I have multiple delta tables inside of an ADLS container, for each of these tables I want to generate a script that converts them into parquet files and explicitly lists the columns from each table. This is what I have at the moment but it's not creating different select statements, just dumping all the columns from all tables into a single select statement:
df = spark.sql("SHOW TABLES IN gold")
df_rows = df.collect()
table_names = [row["tableName"] for row in df_rows]
for table_name in table_names:
df = spark.sql("SHOW COLUMNS IN gold." + table_name)
df_rows = df.collect()
column_names = [row["col_name"] for row in df_rows]
select_statement ="spark.sql('SELECT " + ",".join(column_names) + "FROM gold." +tablename + "').write.format('parquet').mode('overwrite').save('/mnt/gold/toParquet/" + tablename +"'"
How can I get an output that would look like this:
spark.sql('SELECT column1,column2,etc FROM gold.table1').write.format('parquet').mode('overwrite').save('/mnt/gold/toParquet/Table1')
spark.sql('SELECT column1,column2,etc FROM gold.table2').write.format('parquet').mode('overwrite').save('/mnt/gold/toParquet/Table2')

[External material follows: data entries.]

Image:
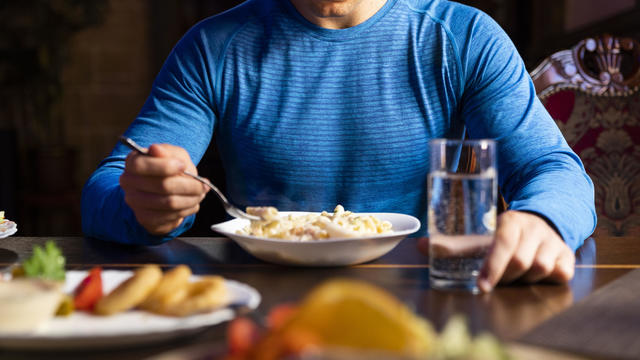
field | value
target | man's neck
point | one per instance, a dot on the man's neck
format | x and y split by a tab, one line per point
337	14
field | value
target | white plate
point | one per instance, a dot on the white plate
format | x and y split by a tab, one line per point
83	330
7	228
331	252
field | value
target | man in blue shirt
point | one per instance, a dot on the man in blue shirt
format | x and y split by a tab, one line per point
318	102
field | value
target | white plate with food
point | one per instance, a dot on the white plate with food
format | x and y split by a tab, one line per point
336	249
134	327
7	227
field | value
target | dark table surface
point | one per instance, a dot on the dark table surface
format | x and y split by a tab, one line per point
509	312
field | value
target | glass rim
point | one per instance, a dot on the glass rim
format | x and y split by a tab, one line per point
445	141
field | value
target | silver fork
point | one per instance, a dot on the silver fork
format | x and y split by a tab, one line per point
228	207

spark.sql('SELECT column1,column2,etc FROM gold.table3').write.format('parquet').mode('overwrite').save('/mnt/gold/toParquet/Table3')
You're overwriting the select_statement
variable with each iteration. You'll need to use a list and append to it instead.

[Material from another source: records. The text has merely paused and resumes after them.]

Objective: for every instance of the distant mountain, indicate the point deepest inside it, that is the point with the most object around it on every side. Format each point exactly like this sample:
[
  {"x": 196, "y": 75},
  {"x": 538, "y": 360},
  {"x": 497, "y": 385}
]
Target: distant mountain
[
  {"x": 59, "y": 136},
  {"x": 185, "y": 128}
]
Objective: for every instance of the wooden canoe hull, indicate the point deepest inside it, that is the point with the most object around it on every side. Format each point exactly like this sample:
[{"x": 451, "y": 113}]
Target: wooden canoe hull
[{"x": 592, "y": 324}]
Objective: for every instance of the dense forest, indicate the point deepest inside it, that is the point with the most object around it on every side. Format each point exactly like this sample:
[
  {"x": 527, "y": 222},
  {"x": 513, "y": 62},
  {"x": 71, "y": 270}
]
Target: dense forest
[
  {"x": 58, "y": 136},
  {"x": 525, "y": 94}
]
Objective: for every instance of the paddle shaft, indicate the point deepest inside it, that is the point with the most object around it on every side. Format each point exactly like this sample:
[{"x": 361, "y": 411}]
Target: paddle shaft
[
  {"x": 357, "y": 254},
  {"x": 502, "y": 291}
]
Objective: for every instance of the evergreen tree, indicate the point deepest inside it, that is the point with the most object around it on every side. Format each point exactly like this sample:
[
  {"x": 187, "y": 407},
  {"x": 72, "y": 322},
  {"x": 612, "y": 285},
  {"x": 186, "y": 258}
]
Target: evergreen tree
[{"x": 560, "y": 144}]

df = spark.sql("SHOW TABLES IN gold")
df_rows = df.collect()
table_names = [row["tableName"] for row in df_rows]
select_statements = []
for table_name in table_names:
df = spark.sql("SHOW COLUMNS IN gold." + table_name)
df_rows = df.collect()
column_names = [row["col_name"] for row in df_rows]
select_statements.append("spark.sql('SELECT " + ", ".join(column_names) + " FROM gold." + table_name + "').write.format('parquet').mode('overwrite').save('/mnt/gold/toParquet/" + table_name +"')")
for statement in select_statements:
print(statement+"\n")
There were a few syntax errors in your select_statement
values as well. This code should work.